Since their November, 1990, elections, council members Nancy York and Don Rodee have aligned themselves with Bishop. Bagley and Williamson normally vote in the minority.
"Frankly, I just don't trust this council with that much money,' said Bagley, who has announced he will not seek a fourth term in November. Williamson is a candidate for the 73rd Assembly District seat.
Rodee, who is expected to run for mayor in November, said the bond issue is "the thing that will really get Oceanside moving in the right direction. Redevelopment will lead to tourism, and tourism is the industry that will bring money from outside sources into the city."
Bishop and York expressed similar sentiments.
"I feel it is time the promise of downtown is fulfilled, and redevelopment is the way to do it," York said.
Bagley and Williamson criticized the bond sale because there is no list of how the $17 million will be spent.

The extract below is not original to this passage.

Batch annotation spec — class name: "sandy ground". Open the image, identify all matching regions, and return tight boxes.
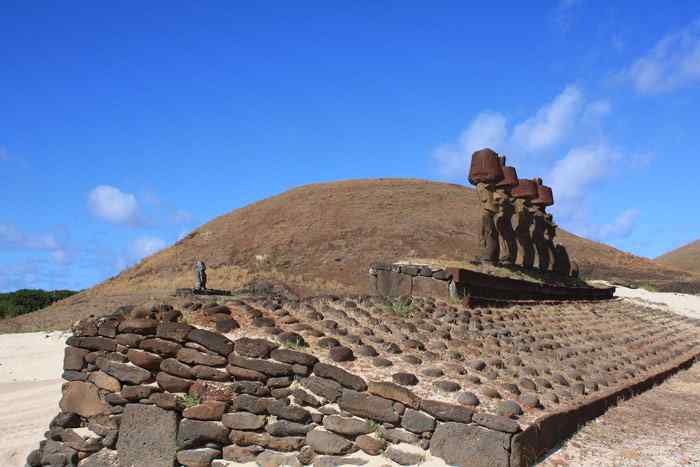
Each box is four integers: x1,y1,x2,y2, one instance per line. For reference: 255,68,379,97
0,285,698,467
0,331,68,467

Redevelopment bonds are not subject to a citywide vote.
"If they put a bond issue on the ballot, and I were a voter, I would want to know who is going to be spending it, what they are going to be spending it on and what it does to the total indebtedness of the city," Bagley said. "And I would vote 'no' based on what I know about it right now."
The redevelopment agency, which is run by the council, whose members serve as its board of directors, was formed in 1975 to clean up downtown. Since the creation of Camp Pendleton during World War II, the area had become a crowded glut of tattoo parlors, strip joints and bars catering to young Marines.
In the 17 years since its creation, the agency has bought and leveled two square blocks while generating about $300 million of public and private investment, including the new Civic Center, residential and commercial projects, parks and building renovations, Hightman said.
A list of target projects for the new bond money will be developed during the next three months as part of a redevelopment master plan, Hightman said.
The agency tentatively plans to buy up the Main Attraction striptease bar on North Hill Street and make the land available for the $100-million Seawalk Village residential and commercial project near Hill and the San Luis Rey River.
Other money may be used to buy and demolish a teen-age nude dance club and pornographic movie house near the Civic Center.
The agency also wants to assist developers of a $200-million hotel and condominium project flanking the city pier by buying some of the property they need.
Hightman said the agency also wants to expand the city's transportation center, build an ice-skating rink near the pier, and construct apartments for senior citizens.